Filed under: — adrian @ 11:22 am

Today was the sort of day that makes you feel like you’re in Africa. It’s hot. But it’s a special sort of hot. The sun beats down. The red dirt is dry; it’ll be cracked after a few more days like. Gone are the weekend’s cool, stormy days. No, it wasn’t comfortable today. The wind wasn’t cool or crisp or refreshing. It felt like someone blowing a hair dryer in your face*. No one would use a hair dryer on a day like today. I’d just leave my hair wet and try to keep something cool at least. This heat takes away any motivation for movement. Walking across the road becomes a chore. The only thing that seems imaginable is sitting, sitting and hoping it’ll cool down. With every person you pass there’s a commiserating look saying “Eish, it’s hot. But we’re all hot together.”

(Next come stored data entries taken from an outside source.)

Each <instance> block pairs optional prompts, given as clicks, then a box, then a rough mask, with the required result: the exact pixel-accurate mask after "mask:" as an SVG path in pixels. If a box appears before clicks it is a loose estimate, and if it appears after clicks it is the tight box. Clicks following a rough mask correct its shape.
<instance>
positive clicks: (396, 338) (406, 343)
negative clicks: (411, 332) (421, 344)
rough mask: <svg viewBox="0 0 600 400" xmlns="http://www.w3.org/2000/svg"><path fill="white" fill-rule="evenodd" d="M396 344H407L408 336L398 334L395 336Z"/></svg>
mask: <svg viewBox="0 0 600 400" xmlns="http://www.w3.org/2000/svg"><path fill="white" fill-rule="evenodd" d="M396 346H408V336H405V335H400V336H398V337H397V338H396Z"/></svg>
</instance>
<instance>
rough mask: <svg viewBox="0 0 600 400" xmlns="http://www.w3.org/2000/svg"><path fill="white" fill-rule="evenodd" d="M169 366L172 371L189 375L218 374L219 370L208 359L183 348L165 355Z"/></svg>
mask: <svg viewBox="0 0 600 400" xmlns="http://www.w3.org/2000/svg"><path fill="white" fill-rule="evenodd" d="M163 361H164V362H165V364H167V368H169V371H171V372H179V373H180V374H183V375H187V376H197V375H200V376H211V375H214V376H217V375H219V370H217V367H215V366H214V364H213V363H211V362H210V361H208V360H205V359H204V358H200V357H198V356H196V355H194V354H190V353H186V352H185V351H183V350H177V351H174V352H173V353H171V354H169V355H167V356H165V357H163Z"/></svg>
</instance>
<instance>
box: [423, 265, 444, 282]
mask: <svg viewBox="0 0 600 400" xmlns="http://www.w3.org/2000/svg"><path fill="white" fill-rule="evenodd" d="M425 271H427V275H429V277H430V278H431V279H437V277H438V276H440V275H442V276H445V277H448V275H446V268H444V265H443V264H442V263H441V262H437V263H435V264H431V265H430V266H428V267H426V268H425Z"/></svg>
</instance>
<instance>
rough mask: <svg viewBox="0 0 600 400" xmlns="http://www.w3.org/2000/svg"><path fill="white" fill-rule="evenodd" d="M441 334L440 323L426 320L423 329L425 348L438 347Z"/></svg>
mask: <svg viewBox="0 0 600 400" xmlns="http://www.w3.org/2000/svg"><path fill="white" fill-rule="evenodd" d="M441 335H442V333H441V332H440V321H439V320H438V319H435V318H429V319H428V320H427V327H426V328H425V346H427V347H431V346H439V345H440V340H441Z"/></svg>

*This particular phrase was taken from a guy named Henry.


how to write about africa

Filed under: — adrian @ 11:35 am

In your text, treat Africa as if it were one country. It is hot and dusty with rolling grasslands and huge herds of animals and tall, thin people who are starving. Or it is hot and steamy with very short people who eat primates. Don’t get bogged down with precise descriptions. Africa is big: fifty-four countries, 900 million people who are too busy starving and dying and warring and emigrating to read your book. The continent is full of deserts, jungles, highlands, savannahs and many other things, but your reader doesn’t care about all that, so keep your descriptions romantic and evocative and unparticular.

I’ve seen this piece a few times now. Some of it definitely rings true.